Yazıdaki çizgiler manalara dikkat çekmek için ve okumayı ve anlamayı kolaylaştırmak içindir. Özellikle üstü çizili kelimelerin, izah edelin meselelerde kilit rol oynayan kelimeler olduğu görülmekte.

Hem okuma veya ders yaparken kalınan yeri bulmakta ciddi kolaylık sağlamaktadırlar.

Hem de çizgiler, sayfaya estetik ve zarafet katmakla beraber metni rahatlatıcı bir unsur olarak da bulunmaktadırlar. Bir büyük sayfa yazıldıktan sonra çizgisiz haliyle okunmaya çalışılsa, sayfanın çok sık ve yoğun göründüğü ve gözü yorduğu görülecek. Çizgiler cümlelerin arasını rahatlatarak göz için rahat okuma imkânı sunmaktadır.

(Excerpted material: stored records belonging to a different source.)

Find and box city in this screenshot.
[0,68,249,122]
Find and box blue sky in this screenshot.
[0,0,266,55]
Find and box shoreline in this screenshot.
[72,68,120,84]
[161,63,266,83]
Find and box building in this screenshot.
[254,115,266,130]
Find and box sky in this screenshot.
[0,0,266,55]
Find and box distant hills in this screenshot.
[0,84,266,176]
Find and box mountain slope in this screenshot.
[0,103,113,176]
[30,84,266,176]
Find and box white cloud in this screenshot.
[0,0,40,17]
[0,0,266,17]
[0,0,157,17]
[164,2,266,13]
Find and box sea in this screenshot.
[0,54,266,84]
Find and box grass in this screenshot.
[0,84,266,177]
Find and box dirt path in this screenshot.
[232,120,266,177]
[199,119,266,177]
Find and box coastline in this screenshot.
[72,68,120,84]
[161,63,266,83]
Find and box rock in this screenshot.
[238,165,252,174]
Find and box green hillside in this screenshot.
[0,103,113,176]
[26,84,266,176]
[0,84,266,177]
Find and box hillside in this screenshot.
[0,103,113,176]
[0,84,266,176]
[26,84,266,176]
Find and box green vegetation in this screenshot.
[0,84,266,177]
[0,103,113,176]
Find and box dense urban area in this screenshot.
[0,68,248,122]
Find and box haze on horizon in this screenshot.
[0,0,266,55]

Hazret-i Üstad'ın yazıdaki çizgilerden bahsettiği tek yer Barla Lâhikası'ndaki şu ifadeleridir:

"Bir nüshayı kardeşime hediye ediyorum. O nüshada, fehmi teshil eder (anlamayı kolaylaştırır) çok yerlerinde çizgi çekilmiş. Onu Şeyh Mustafa, Hakkı Efendi, Hüseyin Efendi'ye veriniz ve daha sair bildiğinize gösteriniz. Tâ onlar nüshalarını onun gibi yapsınlar."[1]

 

Risale-i Nur eserlerinin kapaklarının kırmızı olmasının sebebi:

Bu konuda Risale-i Nurda net olarak bir şey geçmiyor. Ancak Bediüzzaman Hazretleri’nin kendisinin kırmızı rengi çok sevdiğini biliyoruz. Aşağıya aldığımız iki parça hatırattan da anladığımız kadarıyla kırmızı renk, Hazreti Üstadın hususi bir tasarrufudur.

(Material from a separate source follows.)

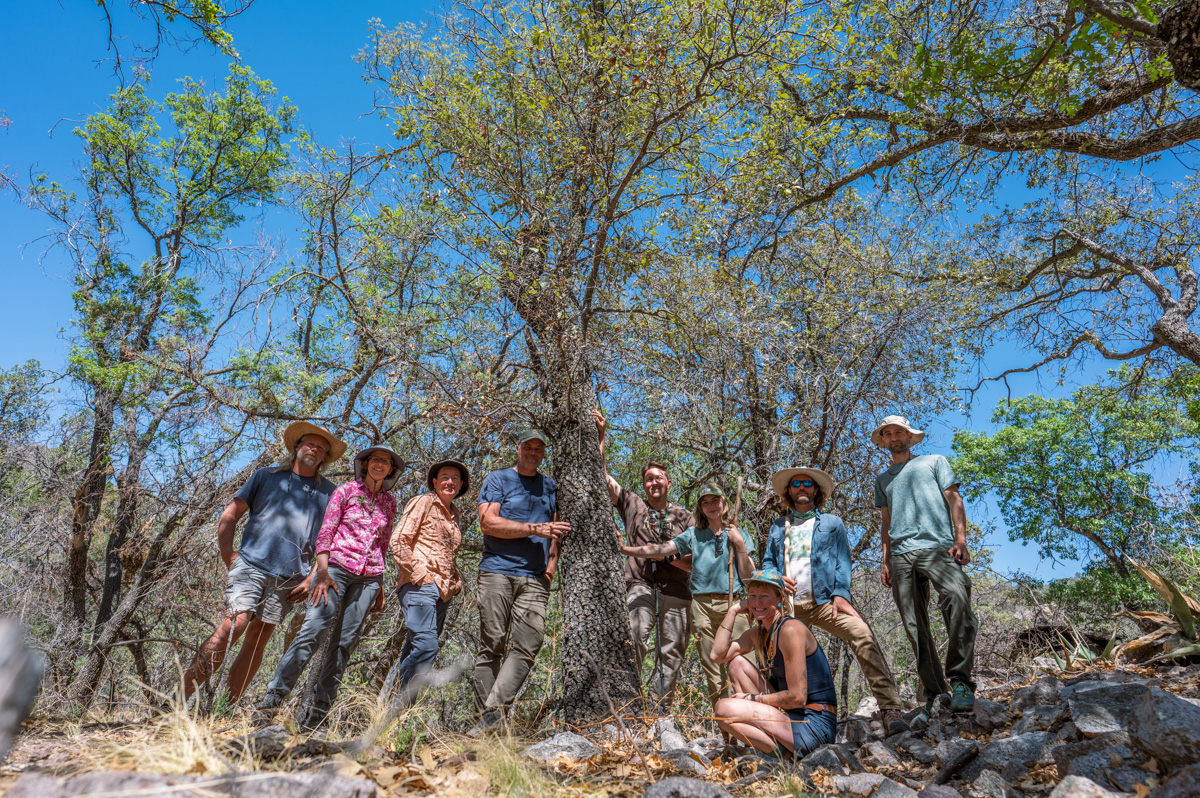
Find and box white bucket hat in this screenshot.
[770,468,834,500]
[871,415,925,446]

"Sava Medrese-i Nûriye’nin kahramanlarından Marangoz Ahmed’in mektûbunda iki kerâmet-i Zülfikar numûnesi aynen hem Barla’da, hem Kastamonu’da biz de gördük. Fakat ayrı bir tarzda beğenmediğimiz siyah mürekkeb birden hâlis kırmızı mürekkebe döndüğünü ben ve arkadaşlarım hayretle gözümüzle gördük."[2]

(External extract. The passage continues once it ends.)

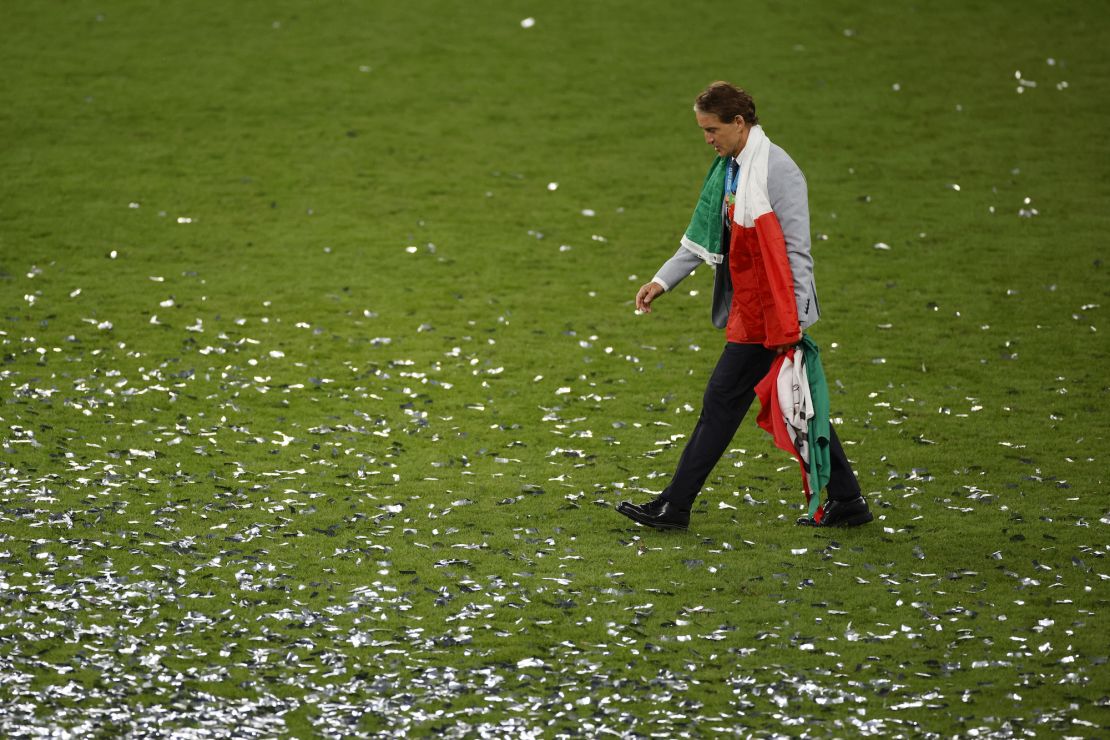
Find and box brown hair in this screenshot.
[694,82,759,125]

"İkincisi: Sizin te’lîfiniz olan fihristin tashîhinde bir müstensihin noksân bıraktığı bir sahîfeyi Tahsîn’e dedim: “Yaz!” O da yazmaya başladı. Simsiyah mürekkeble ve temiz kalemle yazıyordu. Sizin yazdığınız ikinci cild Fihrist’in makbûliyetine huccet olarak, o siyah mürekkeb birden güzel bir kırmızı sûretini aldı. Tâ yarım sahîfe kadar kırmızı yazdı. Biz bu garib hâdiseye taaccüb ederek bakarken, o mürekkeb yine simsiyaha döndü. Sahîfenin öteki yarısı, aynı kalem, aynı hokka tam siyah yazıldı. Bir zaman Barla’da bağlardaki köşkte Şamlı Hâfız, Mes‘ud ve Süleymân’ın müşâhedesiyle aynı hâdiseyi başka şekilde görmüştük. Şöyle ki, ben sevmediğim için siyah bir mürekkebi kısmen döktüm. Mütebâkîsi birden çok beğendiğim güzel bir kırmızıya tahavvül etti. Risâle-i Nûr kâtiblerini şevklendirdi. Gözümüze silsile-i kerâmetin bir ucunu ve tereşşuhunu gösterdi. Saîdü’n-Nûrsî"[3]


[1] Barla Lahikası, 332.

[2] Hayrât Neşriyat, Osmanlıca Tıpkı basım, Emirdağ Lahikası 2. Kısım, 208. Mektup, shf.108.

[3] Hayrât Neşriyat, Osmanlıca Tıpkı basım, Sikke-i Tasdîk-i Gaybî, shf.23.